Abstract

This article explores the effect of meeting opportunities between local urban and nonlocal residents on locals’ prejudice against migrant children in China by focusing on three contexts: friendships, schools and neighbourhoods. China’s hukou policy creates a boundary between urban and rural residents, which also takes the form of locals and nonlocals in rural-to-urban migration. Urban public schools with a mix of local and migrant students offer a chance to observe the intergroup relationships between local and nonlocal students as well as their parents. Using two waves of data from the China Education Panel Survey (CEPS), this study examines how changes in migrant friend groups, schoolmates and neighbours of local children affect changes in their parents’ prejudice, as seen among a sample of 1630 student-parent pairs. With longitudinal data, this study mitigates the effect of reverse causality between intergroup contact and prejudice.
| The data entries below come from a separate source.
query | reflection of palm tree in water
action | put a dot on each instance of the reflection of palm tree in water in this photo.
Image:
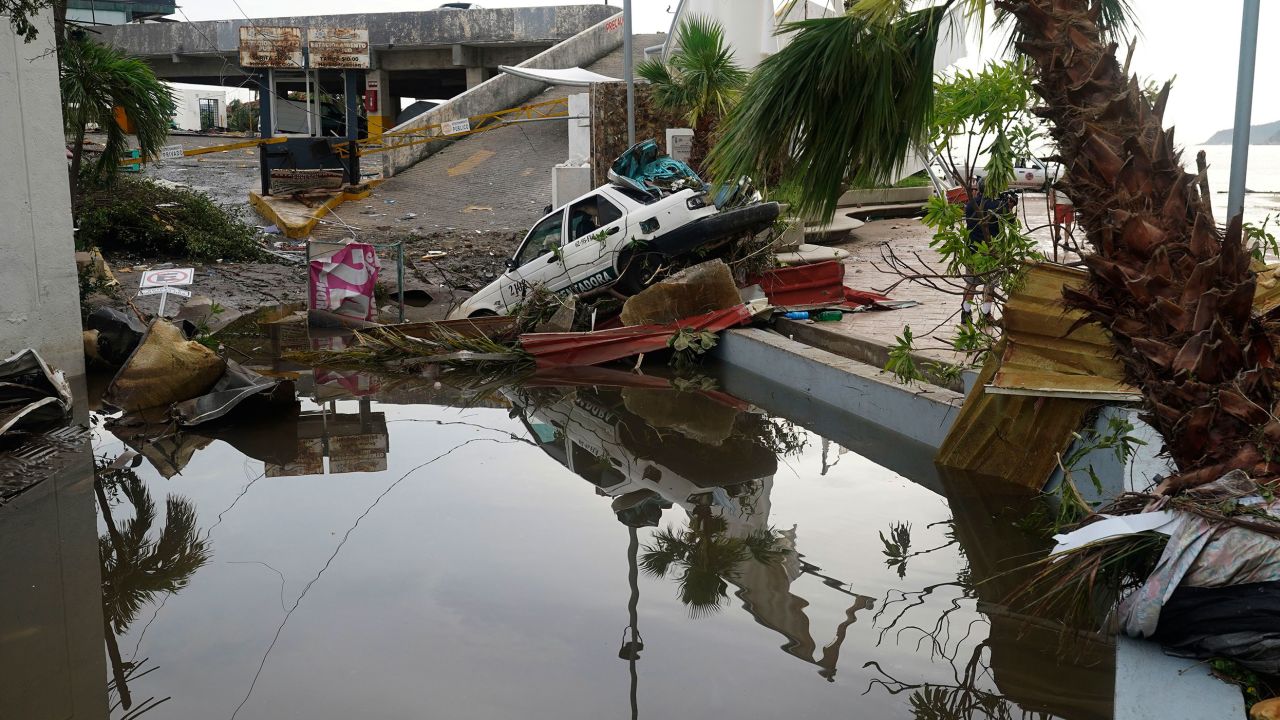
(707, 559)
(137, 569)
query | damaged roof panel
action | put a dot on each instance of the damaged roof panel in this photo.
(1045, 356)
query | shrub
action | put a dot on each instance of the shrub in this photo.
(159, 220)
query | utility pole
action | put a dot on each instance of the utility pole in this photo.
(1243, 109)
(631, 80)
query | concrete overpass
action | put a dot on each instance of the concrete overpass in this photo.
(420, 54)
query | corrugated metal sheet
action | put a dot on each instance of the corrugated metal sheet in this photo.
(1043, 356)
(1013, 437)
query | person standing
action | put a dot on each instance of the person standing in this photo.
(982, 215)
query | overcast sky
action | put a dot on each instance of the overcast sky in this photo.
(1193, 40)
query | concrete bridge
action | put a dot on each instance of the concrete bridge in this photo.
(420, 54)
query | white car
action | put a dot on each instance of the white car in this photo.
(612, 238)
(1029, 173)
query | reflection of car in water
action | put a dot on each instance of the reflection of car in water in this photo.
(703, 454)
(650, 449)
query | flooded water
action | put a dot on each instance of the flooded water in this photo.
(615, 547)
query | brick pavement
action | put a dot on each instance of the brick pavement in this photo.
(933, 322)
(493, 181)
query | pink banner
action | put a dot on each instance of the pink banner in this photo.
(343, 281)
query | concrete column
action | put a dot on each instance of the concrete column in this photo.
(40, 294)
(475, 76)
(383, 115)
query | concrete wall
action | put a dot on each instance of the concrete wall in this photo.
(53, 657)
(186, 113)
(400, 30)
(40, 294)
(508, 91)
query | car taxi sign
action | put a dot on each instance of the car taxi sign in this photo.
(168, 277)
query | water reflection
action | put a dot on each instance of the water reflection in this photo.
(140, 564)
(492, 583)
(656, 447)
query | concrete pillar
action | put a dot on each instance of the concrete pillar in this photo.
(475, 76)
(382, 117)
(40, 294)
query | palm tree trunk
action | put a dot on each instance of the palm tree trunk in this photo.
(1175, 292)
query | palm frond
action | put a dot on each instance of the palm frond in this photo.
(1115, 19)
(95, 81)
(844, 101)
(700, 78)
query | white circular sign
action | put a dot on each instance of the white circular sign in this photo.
(168, 276)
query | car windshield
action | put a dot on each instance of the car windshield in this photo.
(544, 236)
(589, 214)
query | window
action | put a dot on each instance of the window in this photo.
(590, 214)
(544, 236)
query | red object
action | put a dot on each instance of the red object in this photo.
(568, 350)
(821, 285)
(1064, 215)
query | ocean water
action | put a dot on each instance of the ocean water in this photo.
(1262, 180)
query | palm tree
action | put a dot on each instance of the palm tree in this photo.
(700, 80)
(849, 95)
(135, 568)
(707, 559)
(95, 81)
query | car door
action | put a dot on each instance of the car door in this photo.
(597, 229)
(536, 263)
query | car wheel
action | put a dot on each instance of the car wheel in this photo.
(635, 269)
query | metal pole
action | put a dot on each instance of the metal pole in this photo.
(400, 274)
(629, 72)
(1243, 109)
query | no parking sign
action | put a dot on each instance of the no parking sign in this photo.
(164, 283)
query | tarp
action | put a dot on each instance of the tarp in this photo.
(574, 77)
(645, 168)
(563, 350)
(164, 368)
(240, 388)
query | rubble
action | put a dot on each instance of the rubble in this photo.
(696, 290)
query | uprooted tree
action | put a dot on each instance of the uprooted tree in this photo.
(1173, 288)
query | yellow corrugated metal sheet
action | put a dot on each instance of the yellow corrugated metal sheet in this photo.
(1011, 437)
(1045, 356)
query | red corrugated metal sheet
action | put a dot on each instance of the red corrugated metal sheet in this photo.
(821, 285)
(566, 350)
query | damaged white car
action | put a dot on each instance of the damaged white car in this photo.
(617, 236)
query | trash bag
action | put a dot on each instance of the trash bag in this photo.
(238, 390)
(32, 397)
(164, 368)
(118, 333)
(1237, 621)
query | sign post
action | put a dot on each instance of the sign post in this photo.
(163, 283)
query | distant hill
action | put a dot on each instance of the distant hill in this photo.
(1258, 135)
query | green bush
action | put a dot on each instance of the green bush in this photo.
(147, 218)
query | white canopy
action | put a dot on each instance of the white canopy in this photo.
(576, 77)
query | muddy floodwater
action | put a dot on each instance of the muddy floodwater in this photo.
(558, 551)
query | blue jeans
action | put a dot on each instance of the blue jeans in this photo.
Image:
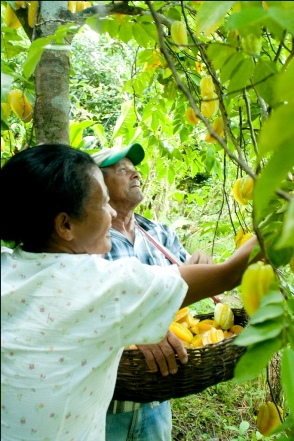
(145, 424)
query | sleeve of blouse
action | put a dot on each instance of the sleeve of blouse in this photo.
(150, 297)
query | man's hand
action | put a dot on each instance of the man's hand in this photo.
(162, 355)
(199, 257)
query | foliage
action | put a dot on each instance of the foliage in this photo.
(247, 50)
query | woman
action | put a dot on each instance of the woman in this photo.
(66, 312)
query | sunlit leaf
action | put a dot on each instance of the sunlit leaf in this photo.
(245, 18)
(261, 353)
(6, 82)
(211, 15)
(287, 238)
(256, 333)
(284, 90)
(266, 313)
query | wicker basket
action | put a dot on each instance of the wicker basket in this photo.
(206, 367)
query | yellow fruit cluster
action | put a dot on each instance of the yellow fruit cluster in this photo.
(210, 102)
(20, 105)
(254, 285)
(268, 418)
(10, 17)
(6, 109)
(243, 190)
(178, 32)
(78, 6)
(195, 333)
(242, 237)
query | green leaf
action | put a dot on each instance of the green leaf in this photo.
(209, 159)
(126, 119)
(211, 15)
(277, 130)
(76, 131)
(282, 17)
(241, 75)
(264, 79)
(261, 353)
(126, 32)
(275, 171)
(141, 37)
(219, 53)
(266, 313)
(287, 238)
(287, 363)
(284, 90)
(110, 26)
(231, 66)
(271, 298)
(171, 175)
(257, 333)
(247, 17)
(6, 82)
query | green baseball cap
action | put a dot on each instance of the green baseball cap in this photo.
(135, 153)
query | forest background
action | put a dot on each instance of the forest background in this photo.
(107, 74)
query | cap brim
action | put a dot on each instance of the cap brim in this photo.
(135, 153)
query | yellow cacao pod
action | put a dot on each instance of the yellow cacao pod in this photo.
(6, 109)
(242, 237)
(268, 418)
(10, 18)
(212, 336)
(20, 105)
(254, 285)
(20, 5)
(198, 66)
(33, 6)
(236, 192)
(246, 187)
(72, 6)
(191, 117)
(223, 316)
(80, 6)
(178, 32)
(181, 331)
(210, 105)
(218, 127)
(206, 86)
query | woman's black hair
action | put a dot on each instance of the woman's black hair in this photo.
(39, 183)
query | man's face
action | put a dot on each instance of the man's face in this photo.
(123, 183)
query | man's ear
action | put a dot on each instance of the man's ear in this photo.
(63, 226)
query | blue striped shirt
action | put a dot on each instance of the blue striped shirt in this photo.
(148, 254)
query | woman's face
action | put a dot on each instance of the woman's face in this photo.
(91, 232)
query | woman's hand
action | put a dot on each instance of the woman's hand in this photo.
(162, 354)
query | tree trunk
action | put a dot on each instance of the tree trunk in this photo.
(52, 81)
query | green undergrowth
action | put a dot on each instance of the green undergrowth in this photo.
(225, 412)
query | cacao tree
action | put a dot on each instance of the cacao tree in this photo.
(210, 91)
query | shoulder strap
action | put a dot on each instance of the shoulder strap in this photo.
(171, 257)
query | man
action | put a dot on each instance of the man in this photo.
(127, 420)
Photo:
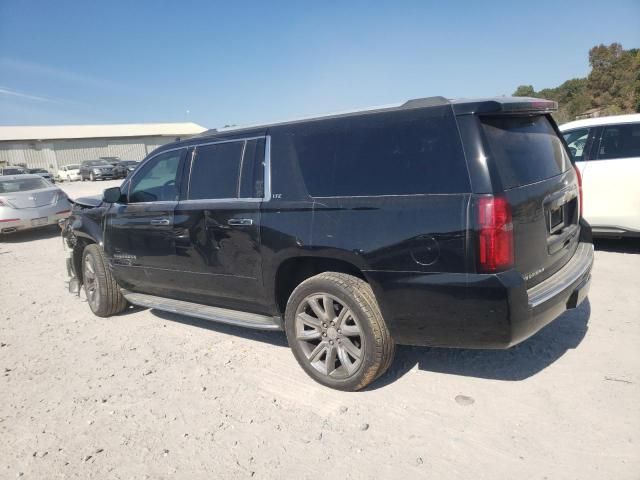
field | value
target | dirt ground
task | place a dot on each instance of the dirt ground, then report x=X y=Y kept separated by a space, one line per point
x=153 y=395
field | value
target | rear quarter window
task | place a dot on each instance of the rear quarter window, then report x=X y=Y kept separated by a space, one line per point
x=525 y=149
x=396 y=153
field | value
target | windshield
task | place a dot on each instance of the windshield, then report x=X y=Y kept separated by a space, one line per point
x=22 y=185
x=524 y=150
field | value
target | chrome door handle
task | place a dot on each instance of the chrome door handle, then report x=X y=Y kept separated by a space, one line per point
x=240 y=222
x=160 y=221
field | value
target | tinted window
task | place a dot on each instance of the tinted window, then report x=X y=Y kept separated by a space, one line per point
x=157 y=181
x=215 y=171
x=577 y=141
x=252 y=177
x=620 y=141
x=397 y=153
x=525 y=150
x=12 y=171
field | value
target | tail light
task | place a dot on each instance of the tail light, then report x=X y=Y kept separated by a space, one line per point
x=495 y=234
x=579 y=175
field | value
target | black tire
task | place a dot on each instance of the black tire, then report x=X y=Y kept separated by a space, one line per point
x=102 y=291
x=374 y=344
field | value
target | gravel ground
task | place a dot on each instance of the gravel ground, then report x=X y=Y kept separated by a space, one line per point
x=153 y=395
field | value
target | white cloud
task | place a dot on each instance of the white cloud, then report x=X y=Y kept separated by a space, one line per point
x=4 y=91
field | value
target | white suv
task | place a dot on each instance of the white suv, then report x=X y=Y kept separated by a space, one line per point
x=607 y=153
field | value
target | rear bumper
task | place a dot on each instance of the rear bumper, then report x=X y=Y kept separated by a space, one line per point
x=478 y=311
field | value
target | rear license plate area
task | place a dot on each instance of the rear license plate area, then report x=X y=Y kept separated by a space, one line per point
x=555 y=219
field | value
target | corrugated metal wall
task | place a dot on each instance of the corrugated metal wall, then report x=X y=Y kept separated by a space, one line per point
x=54 y=154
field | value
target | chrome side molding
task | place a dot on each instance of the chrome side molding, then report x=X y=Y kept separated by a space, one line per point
x=214 y=314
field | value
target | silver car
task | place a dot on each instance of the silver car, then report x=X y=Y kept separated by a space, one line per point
x=29 y=201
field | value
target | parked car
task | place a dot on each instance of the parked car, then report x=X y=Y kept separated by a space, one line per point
x=69 y=172
x=29 y=201
x=436 y=222
x=13 y=171
x=124 y=168
x=43 y=173
x=95 y=170
x=607 y=152
x=113 y=161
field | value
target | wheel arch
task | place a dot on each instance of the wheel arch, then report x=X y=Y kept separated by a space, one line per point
x=292 y=271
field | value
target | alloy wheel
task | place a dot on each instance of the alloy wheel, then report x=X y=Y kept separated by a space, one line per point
x=330 y=336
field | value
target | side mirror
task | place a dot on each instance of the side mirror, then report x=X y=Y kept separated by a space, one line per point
x=111 y=195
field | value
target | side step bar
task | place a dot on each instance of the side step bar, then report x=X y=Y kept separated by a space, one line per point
x=215 y=314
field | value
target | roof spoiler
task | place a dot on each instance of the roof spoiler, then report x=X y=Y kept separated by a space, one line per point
x=505 y=106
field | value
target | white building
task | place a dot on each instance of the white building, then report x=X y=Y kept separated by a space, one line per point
x=55 y=146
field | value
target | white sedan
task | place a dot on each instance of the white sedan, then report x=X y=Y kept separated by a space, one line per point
x=69 y=172
x=29 y=201
x=607 y=153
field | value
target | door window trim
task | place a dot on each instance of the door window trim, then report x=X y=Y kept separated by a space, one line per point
x=266 y=173
x=189 y=151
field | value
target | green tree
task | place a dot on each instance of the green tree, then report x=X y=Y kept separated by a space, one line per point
x=613 y=85
x=524 y=91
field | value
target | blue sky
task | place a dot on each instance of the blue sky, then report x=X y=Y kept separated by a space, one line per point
x=239 y=62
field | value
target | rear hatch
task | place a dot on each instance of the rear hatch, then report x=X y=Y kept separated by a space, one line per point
x=535 y=174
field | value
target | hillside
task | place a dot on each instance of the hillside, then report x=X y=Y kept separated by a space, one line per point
x=613 y=85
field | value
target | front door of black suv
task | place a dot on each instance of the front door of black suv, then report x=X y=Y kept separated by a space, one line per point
x=140 y=237
x=218 y=224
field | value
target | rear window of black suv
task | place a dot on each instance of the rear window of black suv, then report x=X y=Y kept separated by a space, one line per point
x=400 y=153
x=525 y=149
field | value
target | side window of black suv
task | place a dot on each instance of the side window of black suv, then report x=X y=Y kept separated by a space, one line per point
x=228 y=170
x=156 y=181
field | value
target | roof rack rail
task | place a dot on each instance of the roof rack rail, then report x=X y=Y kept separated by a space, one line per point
x=425 y=102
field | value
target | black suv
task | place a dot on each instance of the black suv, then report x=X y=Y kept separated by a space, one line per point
x=436 y=222
x=95 y=170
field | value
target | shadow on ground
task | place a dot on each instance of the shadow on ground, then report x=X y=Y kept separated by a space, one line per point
x=620 y=245
x=41 y=233
x=517 y=363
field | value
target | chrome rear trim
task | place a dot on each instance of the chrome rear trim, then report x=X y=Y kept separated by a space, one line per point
x=579 y=264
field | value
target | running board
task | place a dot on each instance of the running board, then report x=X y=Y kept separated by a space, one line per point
x=215 y=314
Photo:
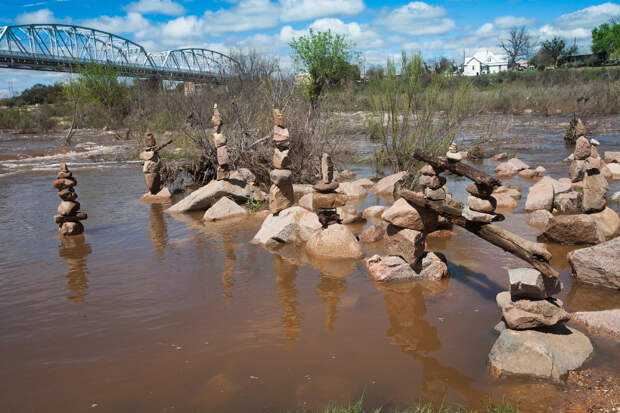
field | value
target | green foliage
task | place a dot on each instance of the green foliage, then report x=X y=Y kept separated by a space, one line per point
x=554 y=52
x=606 y=40
x=325 y=58
x=413 y=109
x=100 y=97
The findings show that parents whose children have more migrant friends have less prejudice, under certain conditions. Additionally, more nonlocal students in a school relates to less prejudice, especially among parents who are more embedded in the school life. Furthermore, local families with low socio-economic status experience an increase in prejudice, potentially due to an increased feeling of threat. Additionally, this article finds that prejudiced attitudes spread through the social networks of children and parents at the school level. This study emphasises the importance of different contexts of meeting opportunities and sheds new light on the generalisability of the (extended) contact hypothesis to the understudied context of Chinese internal migration.